New Haven will probably not hold the trial of alleged 9/11 mastermind Khalid Sheikh Mohammed, according to Attorney General Richard Blumenthal LAW ’73.
Blumenthal told the Associated Press Tuesday that he does not anticipate that the trial of Mohammed, who the 9/11 Commission Report called “the principal architect of the 9/11 attacks,” will be held in New Haven, due to the level of disruption it would cause in the city.
According to the Associated Press Blumenthal said he spoke with federal officials regarding the matter and he believes they recognize “the cost and inconvenience” of holding the trial in the Elm City.
Some New Haven aldermen interviewed yesterday expressed concerns with the possibility of hosting the trial, including worries about traffic congestion and public safety. Blumenthal also released a statement Tuesday expressing his opinion that the trial should be held in a military tribunal and not a civilian criminal court.
Read his full statement below:
“As Attorney General and a former US Attorney for Connecticut, I have the utmost confidence in our civilian judicial system to try and convict suspected terrorists, as it has done successfully multiple times. But I also believe that military tribunals can serve an important role in prosecuting acts of terrorism, especially crimes committed by enemy combatants attacking our nation.
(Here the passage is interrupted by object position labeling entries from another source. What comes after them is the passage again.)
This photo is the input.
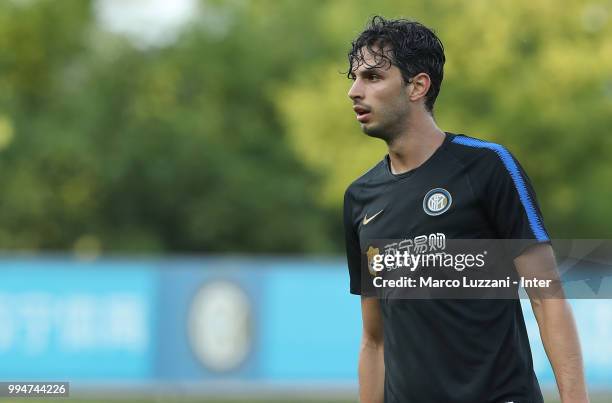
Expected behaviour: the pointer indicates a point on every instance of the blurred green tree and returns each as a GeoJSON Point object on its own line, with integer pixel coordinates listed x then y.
{"type": "Point", "coordinates": [239, 137]}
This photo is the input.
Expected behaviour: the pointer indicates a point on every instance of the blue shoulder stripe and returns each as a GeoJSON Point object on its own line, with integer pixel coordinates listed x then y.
{"type": "Point", "coordinates": [535, 221]}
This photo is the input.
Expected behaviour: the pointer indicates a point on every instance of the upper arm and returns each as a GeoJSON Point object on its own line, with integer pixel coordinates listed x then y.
{"type": "Point", "coordinates": [372, 321]}
{"type": "Point", "coordinates": [510, 202]}
{"type": "Point", "coordinates": [353, 249]}
{"type": "Point", "coordinates": [538, 261]}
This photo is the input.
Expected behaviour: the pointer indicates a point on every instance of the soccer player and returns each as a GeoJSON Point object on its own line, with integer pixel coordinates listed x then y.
{"type": "Point", "coordinates": [443, 350]}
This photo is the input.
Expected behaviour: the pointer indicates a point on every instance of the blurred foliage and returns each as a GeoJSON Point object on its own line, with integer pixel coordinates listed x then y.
{"type": "Point", "coordinates": [239, 136]}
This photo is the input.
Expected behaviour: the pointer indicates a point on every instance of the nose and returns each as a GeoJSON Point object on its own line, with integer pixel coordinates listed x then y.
{"type": "Point", "coordinates": [356, 90]}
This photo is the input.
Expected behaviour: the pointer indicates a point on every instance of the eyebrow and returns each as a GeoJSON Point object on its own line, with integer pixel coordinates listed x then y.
{"type": "Point", "coordinates": [368, 70]}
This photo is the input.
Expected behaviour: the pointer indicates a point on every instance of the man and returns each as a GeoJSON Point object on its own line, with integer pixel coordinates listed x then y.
{"type": "Point", "coordinates": [443, 350]}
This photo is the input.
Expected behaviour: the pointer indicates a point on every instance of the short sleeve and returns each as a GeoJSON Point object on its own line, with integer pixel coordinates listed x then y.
{"type": "Point", "coordinates": [510, 202]}
{"type": "Point", "coordinates": [353, 249]}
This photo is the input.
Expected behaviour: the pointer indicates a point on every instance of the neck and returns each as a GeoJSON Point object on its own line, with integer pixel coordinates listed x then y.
{"type": "Point", "coordinates": [415, 145]}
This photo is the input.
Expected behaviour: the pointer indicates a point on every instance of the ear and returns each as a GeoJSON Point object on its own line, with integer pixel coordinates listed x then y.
{"type": "Point", "coordinates": [420, 86]}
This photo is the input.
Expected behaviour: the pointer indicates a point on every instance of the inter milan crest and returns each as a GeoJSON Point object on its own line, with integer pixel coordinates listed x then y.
{"type": "Point", "coordinates": [437, 201]}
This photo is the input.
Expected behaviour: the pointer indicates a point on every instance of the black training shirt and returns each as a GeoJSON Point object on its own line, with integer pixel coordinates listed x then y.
{"type": "Point", "coordinates": [449, 350]}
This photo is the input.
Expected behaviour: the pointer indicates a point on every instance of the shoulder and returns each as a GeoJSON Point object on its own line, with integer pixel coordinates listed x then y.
{"type": "Point", "coordinates": [472, 151]}
{"type": "Point", "coordinates": [372, 176]}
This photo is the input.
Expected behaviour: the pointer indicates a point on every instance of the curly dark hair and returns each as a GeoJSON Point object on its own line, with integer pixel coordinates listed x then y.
{"type": "Point", "coordinates": [409, 45]}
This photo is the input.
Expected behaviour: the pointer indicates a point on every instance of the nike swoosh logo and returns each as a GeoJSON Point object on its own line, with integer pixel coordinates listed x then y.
{"type": "Point", "coordinates": [366, 220]}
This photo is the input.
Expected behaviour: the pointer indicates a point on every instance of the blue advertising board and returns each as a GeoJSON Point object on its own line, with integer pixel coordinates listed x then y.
{"type": "Point", "coordinates": [242, 320]}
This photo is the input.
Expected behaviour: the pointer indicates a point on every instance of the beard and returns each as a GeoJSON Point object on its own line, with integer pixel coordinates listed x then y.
{"type": "Point", "coordinates": [387, 128]}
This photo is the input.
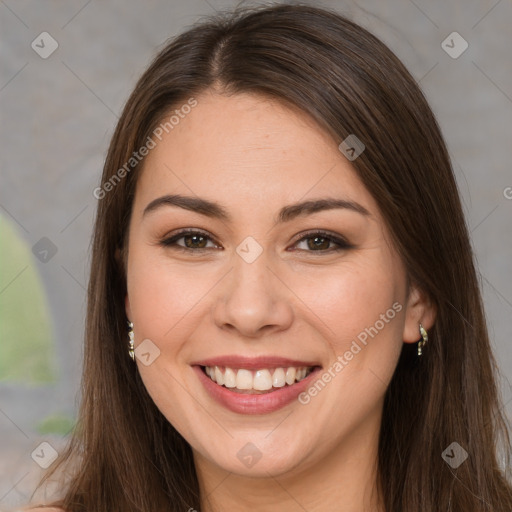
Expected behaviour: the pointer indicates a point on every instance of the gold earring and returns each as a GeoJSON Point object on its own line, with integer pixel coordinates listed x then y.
{"type": "Point", "coordinates": [131, 350]}
{"type": "Point", "coordinates": [424, 339]}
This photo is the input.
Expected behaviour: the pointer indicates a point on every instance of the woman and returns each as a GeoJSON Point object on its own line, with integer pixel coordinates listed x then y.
{"type": "Point", "coordinates": [283, 308]}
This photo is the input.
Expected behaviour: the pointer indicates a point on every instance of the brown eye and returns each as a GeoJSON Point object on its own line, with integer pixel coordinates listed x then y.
{"type": "Point", "coordinates": [192, 241]}
{"type": "Point", "coordinates": [318, 242]}
{"type": "Point", "coordinates": [321, 242]}
{"type": "Point", "coordinates": [195, 241]}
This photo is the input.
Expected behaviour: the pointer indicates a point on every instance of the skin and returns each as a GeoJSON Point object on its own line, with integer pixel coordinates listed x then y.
{"type": "Point", "coordinates": [253, 156]}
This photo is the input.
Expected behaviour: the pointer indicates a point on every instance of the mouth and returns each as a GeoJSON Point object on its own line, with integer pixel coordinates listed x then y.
{"type": "Point", "coordinates": [256, 382]}
{"type": "Point", "coordinates": [258, 385]}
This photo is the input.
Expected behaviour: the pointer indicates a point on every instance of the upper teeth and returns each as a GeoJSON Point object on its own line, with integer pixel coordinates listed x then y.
{"type": "Point", "coordinates": [260, 380]}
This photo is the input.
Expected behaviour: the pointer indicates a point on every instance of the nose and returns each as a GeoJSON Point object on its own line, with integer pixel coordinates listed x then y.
{"type": "Point", "coordinates": [253, 301]}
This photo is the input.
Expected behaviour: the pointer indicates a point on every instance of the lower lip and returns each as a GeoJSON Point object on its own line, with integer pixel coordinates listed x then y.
{"type": "Point", "coordinates": [254, 404]}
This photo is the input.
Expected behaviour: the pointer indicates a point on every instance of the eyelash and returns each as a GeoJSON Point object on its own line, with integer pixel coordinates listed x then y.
{"type": "Point", "coordinates": [339, 241]}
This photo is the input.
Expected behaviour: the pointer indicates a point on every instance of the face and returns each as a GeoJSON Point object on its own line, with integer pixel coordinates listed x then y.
{"type": "Point", "coordinates": [298, 312]}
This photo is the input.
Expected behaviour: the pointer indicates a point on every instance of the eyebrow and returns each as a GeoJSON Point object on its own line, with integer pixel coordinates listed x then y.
{"type": "Point", "coordinates": [286, 214]}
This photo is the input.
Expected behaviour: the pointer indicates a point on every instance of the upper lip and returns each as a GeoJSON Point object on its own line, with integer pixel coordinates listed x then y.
{"type": "Point", "coordinates": [254, 363]}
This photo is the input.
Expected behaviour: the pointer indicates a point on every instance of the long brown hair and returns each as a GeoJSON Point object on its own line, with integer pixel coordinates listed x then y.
{"type": "Point", "coordinates": [124, 455]}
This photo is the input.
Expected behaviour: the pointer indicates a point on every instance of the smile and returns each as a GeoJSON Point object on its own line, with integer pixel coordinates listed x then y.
{"type": "Point", "coordinates": [263, 380]}
{"type": "Point", "coordinates": [255, 385]}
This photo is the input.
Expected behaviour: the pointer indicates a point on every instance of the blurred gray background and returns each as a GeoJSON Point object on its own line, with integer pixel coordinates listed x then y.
{"type": "Point", "coordinates": [58, 111]}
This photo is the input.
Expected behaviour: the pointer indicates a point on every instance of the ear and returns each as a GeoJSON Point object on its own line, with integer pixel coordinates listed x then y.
{"type": "Point", "coordinates": [419, 310]}
{"type": "Point", "coordinates": [119, 256]}
{"type": "Point", "coordinates": [127, 308]}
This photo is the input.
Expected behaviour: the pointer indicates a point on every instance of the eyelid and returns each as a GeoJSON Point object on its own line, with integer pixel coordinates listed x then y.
{"type": "Point", "coordinates": [337, 239]}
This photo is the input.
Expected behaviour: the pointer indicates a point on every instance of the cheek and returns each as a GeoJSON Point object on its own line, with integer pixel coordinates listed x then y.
{"type": "Point", "coordinates": [357, 301]}
{"type": "Point", "coordinates": [164, 296]}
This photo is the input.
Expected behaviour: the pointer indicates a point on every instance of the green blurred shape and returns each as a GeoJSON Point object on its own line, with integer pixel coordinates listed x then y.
{"type": "Point", "coordinates": [27, 352]}
{"type": "Point", "coordinates": [59, 424]}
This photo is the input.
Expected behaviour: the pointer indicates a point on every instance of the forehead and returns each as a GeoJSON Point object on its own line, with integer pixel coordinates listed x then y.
{"type": "Point", "coordinates": [247, 148]}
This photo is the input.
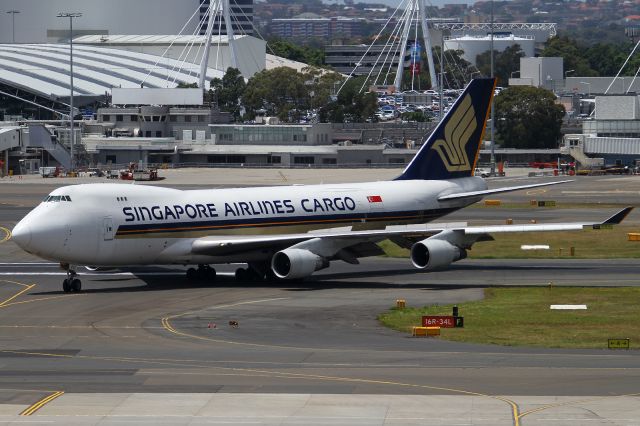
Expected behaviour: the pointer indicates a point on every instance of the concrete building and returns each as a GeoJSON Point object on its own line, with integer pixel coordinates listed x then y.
{"type": "Point", "coordinates": [476, 45]}
{"type": "Point", "coordinates": [545, 72]}
{"type": "Point", "coordinates": [312, 25]}
{"type": "Point", "coordinates": [611, 136]}
{"type": "Point", "coordinates": [591, 86]}
{"type": "Point", "coordinates": [157, 122]}
{"type": "Point", "coordinates": [280, 134]}
{"type": "Point", "coordinates": [241, 18]}
{"type": "Point", "coordinates": [37, 21]}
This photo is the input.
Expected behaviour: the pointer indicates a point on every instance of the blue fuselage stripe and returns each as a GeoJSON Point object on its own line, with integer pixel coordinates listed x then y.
{"type": "Point", "coordinates": [399, 216]}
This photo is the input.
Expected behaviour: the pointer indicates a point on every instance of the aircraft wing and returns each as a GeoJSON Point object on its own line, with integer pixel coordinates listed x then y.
{"type": "Point", "coordinates": [361, 243]}
{"type": "Point", "coordinates": [470, 194]}
{"type": "Point", "coordinates": [228, 245]}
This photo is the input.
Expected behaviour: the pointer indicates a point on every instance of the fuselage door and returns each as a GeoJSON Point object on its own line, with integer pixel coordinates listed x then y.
{"type": "Point", "coordinates": [108, 230]}
{"type": "Point", "coordinates": [376, 203]}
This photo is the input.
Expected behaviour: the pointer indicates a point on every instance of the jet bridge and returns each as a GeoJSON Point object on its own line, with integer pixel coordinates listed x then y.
{"type": "Point", "coordinates": [9, 139]}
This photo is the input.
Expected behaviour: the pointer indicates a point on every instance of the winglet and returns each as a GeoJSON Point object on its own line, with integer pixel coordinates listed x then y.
{"type": "Point", "coordinates": [618, 217]}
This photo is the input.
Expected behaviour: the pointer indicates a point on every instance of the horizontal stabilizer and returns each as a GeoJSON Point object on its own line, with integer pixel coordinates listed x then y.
{"type": "Point", "coordinates": [618, 217]}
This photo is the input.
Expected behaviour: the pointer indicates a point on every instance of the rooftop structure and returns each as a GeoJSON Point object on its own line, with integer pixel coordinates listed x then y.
{"type": "Point", "coordinates": [241, 12]}
{"type": "Point", "coordinates": [250, 51]}
{"type": "Point", "coordinates": [472, 46]}
{"type": "Point", "coordinates": [37, 22]}
{"type": "Point", "coordinates": [43, 70]}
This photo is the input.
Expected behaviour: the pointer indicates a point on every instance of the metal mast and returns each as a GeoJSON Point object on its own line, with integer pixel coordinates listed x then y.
{"type": "Point", "coordinates": [71, 15]}
{"type": "Point", "coordinates": [426, 36]}
{"type": "Point", "coordinates": [204, 63]}
{"type": "Point", "coordinates": [403, 46]}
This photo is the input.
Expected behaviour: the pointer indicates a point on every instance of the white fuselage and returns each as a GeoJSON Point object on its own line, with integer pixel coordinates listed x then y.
{"type": "Point", "coordinates": [116, 224]}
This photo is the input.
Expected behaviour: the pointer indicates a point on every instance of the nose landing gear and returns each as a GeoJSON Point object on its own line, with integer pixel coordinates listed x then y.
{"type": "Point", "coordinates": [71, 283]}
{"type": "Point", "coordinates": [204, 272]}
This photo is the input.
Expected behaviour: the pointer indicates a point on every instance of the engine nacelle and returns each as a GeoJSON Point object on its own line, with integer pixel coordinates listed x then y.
{"type": "Point", "coordinates": [432, 254]}
{"type": "Point", "coordinates": [296, 263]}
{"type": "Point", "coordinates": [101, 268]}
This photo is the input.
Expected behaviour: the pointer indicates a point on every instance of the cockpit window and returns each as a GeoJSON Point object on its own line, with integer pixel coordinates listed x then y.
{"type": "Point", "coordinates": [56, 198]}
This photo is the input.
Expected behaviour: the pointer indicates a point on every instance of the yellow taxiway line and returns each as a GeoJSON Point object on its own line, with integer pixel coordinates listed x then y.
{"type": "Point", "coordinates": [41, 403]}
{"type": "Point", "coordinates": [26, 288]}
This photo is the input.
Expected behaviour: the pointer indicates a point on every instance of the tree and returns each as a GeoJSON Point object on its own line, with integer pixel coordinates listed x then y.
{"type": "Point", "coordinates": [568, 49]}
{"type": "Point", "coordinates": [288, 50]}
{"type": "Point", "coordinates": [528, 117]}
{"type": "Point", "coordinates": [351, 104]}
{"type": "Point", "coordinates": [229, 90]}
{"type": "Point", "coordinates": [279, 91]}
{"type": "Point", "coordinates": [505, 63]}
{"type": "Point", "coordinates": [457, 70]}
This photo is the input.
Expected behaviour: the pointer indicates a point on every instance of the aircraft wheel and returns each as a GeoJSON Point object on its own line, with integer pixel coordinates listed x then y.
{"type": "Point", "coordinates": [192, 274]}
{"type": "Point", "coordinates": [211, 273]}
{"type": "Point", "coordinates": [242, 274]}
{"type": "Point", "coordinates": [206, 272]}
{"type": "Point", "coordinates": [76, 285]}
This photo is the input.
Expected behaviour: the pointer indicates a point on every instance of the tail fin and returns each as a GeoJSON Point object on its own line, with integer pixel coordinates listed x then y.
{"type": "Point", "coordinates": [452, 149]}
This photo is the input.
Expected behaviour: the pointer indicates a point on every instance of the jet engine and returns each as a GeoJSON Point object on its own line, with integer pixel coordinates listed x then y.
{"type": "Point", "coordinates": [296, 263]}
{"type": "Point", "coordinates": [101, 268]}
{"type": "Point", "coordinates": [432, 254]}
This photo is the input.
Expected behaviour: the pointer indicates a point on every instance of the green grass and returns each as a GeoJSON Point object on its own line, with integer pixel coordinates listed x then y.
{"type": "Point", "coordinates": [521, 317]}
{"type": "Point", "coordinates": [589, 244]}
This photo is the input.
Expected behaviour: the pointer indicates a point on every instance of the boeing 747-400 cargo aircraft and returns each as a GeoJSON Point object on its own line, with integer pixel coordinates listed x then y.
{"type": "Point", "coordinates": [280, 232]}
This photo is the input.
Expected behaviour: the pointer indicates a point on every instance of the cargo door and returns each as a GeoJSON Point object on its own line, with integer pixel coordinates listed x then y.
{"type": "Point", "coordinates": [108, 232]}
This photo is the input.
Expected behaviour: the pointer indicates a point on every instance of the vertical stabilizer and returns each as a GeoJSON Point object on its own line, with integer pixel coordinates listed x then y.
{"type": "Point", "coordinates": [451, 151]}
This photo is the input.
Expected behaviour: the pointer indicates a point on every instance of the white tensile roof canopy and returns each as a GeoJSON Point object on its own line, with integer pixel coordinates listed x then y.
{"type": "Point", "coordinates": [44, 70]}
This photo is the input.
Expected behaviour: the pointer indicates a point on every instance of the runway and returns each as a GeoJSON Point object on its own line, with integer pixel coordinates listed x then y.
{"type": "Point", "coordinates": [148, 346]}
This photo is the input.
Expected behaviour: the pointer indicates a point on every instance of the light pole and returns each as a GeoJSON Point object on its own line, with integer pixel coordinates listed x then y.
{"type": "Point", "coordinates": [493, 115]}
{"type": "Point", "coordinates": [13, 24]}
{"type": "Point", "coordinates": [71, 15]}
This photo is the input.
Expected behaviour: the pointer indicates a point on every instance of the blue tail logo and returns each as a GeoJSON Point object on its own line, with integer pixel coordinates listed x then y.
{"type": "Point", "coordinates": [452, 149]}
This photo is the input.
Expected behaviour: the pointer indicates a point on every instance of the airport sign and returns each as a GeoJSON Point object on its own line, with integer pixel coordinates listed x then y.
{"type": "Point", "coordinates": [618, 343]}
{"type": "Point", "coordinates": [442, 321]}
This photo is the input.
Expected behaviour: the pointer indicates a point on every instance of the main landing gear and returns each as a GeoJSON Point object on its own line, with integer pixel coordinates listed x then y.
{"type": "Point", "coordinates": [204, 272]}
{"type": "Point", "coordinates": [256, 273]}
{"type": "Point", "coordinates": [71, 283]}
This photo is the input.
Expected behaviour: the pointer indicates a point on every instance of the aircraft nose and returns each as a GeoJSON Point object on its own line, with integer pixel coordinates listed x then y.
{"type": "Point", "coordinates": [21, 234]}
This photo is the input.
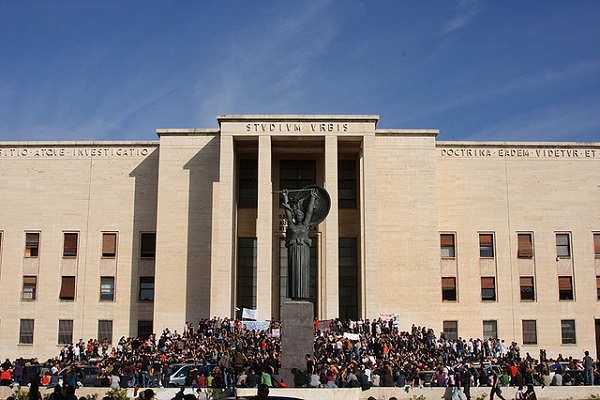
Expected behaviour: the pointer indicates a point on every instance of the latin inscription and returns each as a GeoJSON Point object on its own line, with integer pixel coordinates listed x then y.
{"type": "Point", "coordinates": [466, 152]}
{"type": "Point", "coordinates": [64, 152]}
{"type": "Point", "coordinates": [297, 127]}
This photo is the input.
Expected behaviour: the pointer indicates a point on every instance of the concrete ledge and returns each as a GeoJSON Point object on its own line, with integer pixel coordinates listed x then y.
{"type": "Point", "coordinates": [548, 393]}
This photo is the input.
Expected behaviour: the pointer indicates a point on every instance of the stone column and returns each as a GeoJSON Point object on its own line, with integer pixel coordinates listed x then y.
{"type": "Point", "coordinates": [329, 272]}
{"type": "Point", "coordinates": [264, 230]}
{"type": "Point", "coordinates": [222, 258]}
{"type": "Point", "coordinates": [368, 213]}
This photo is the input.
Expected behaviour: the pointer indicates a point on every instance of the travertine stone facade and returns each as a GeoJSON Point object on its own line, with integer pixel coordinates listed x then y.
{"type": "Point", "coordinates": [470, 237]}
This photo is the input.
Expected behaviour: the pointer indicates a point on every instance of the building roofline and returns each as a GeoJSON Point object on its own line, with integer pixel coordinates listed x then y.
{"type": "Point", "coordinates": [298, 117]}
{"type": "Point", "coordinates": [187, 131]}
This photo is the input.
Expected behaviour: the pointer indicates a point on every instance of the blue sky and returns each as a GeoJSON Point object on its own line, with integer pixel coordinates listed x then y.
{"type": "Point", "coordinates": [475, 70]}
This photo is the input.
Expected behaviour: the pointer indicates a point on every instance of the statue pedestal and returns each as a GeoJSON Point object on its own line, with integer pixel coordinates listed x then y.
{"type": "Point", "coordinates": [297, 337]}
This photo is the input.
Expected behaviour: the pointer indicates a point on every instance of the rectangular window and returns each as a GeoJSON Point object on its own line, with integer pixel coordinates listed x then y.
{"type": "Point", "coordinates": [105, 330]}
{"type": "Point", "coordinates": [525, 245]}
{"type": "Point", "coordinates": [567, 329]}
{"type": "Point", "coordinates": [148, 245]}
{"type": "Point", "coordinates": [246, 275]}
{"type": "Point", "coordinates": [450, 330]}
{"type": "Point", "coordinates": [486, 245]}
{"type": "Point", "coordinates": [527, 290]}
{"type": "Point", "coordinates": [32, 244]}
{"type": "Point", "coordinates": [447, 245]}
{"type": "Point", "coordinates": [109, 244]}
{"type": "Point", "coordinates": [107, 288]}
{"type": "Point", "coordinates": [563, 245]}
{"type": "Point", "coordinates": [529, 327]}
{"type": "Point", "coordinates": [490, 329]}
{"type": "Point", "coordinates": [29, 287]}
{"type": "Point", "coordinates": [248, 184]}
{"type": "Point", "coordinates": [65, 331]}
{"type": "Point", "coordinates": [26, 331]}
{"type": "Point", "coordinates": [449, 288]}
{"type": "Point", "coordinates": [347, 183]}
{"type": "Point", "coordinates": [488, 288]}
{"type": "Point", "coordinates": [145, 329]}
{"type": "Point", "coordinates": [67, 288]}
{"type": "Point", "coordinates": [297, 174]}
{"type": "Point", "coordinates": [565, 287]}
{"type": "Point", "coordinates": [146, 288]}
{"type": "Point", "coordinates": [348, 278]}
{"type": "Point", "coordinates": [70, 244]}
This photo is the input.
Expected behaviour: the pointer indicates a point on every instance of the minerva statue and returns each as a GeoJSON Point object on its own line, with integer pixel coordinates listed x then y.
{"type": "Point", "coordinates": [307, 208]}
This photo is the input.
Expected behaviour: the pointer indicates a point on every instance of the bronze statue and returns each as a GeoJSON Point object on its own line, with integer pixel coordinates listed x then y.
{"type": "Point", "coordinates": [309, 207]}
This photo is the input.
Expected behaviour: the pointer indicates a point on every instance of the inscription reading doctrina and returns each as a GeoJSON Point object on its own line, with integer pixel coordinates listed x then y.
{"type": "Point", "coordinates": [520, 152]}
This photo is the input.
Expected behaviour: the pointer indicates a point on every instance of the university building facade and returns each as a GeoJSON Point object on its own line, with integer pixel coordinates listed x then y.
{"type": "Point", "coordinates": [476, 239]}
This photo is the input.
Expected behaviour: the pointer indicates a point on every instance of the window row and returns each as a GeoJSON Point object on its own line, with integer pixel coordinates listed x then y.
{"type": "Point", "coordinates": [107, 288]}
{"type": "Point", "coordinates": [70, 246]}
{"type": "Point", "coordinates": [524, 245]}
{"type": "Point", "coordinates": [526, 288]}
{"type": "Point", "coordinates": [65, 330]}
{"type": "Point", "coordinates": [528, 331]}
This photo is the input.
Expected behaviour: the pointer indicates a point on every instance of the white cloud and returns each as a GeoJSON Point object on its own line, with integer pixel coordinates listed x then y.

My belief is that Khalid Sheikh Mohammed should be tried in a military tribunal. He is an enemy combatant who attacked our nation – a foreign national with training and direction by foreign terrorist groups, supported by foreign governments. The most important goal in his and every prosecution is to effectively try, convict and punish terrorists and enemy combatants, presumably by execution. Other reasons for using a military tribunal in this case relate to admissibility of evidence and protection of secret and valuable intelligence. His horrific terrorist attack – arguably a war crime – is clearly one appropriate for a military tribunal.
As Attorney General of the State, as well as a former federal prosecutor, my view is that individual cases must be assessed on their particular specific facts as the law applies to them. Ultimately, our national interests and security are best served by making such decisions based on facts and law to achieve successful prosecution and the most severe punishment.”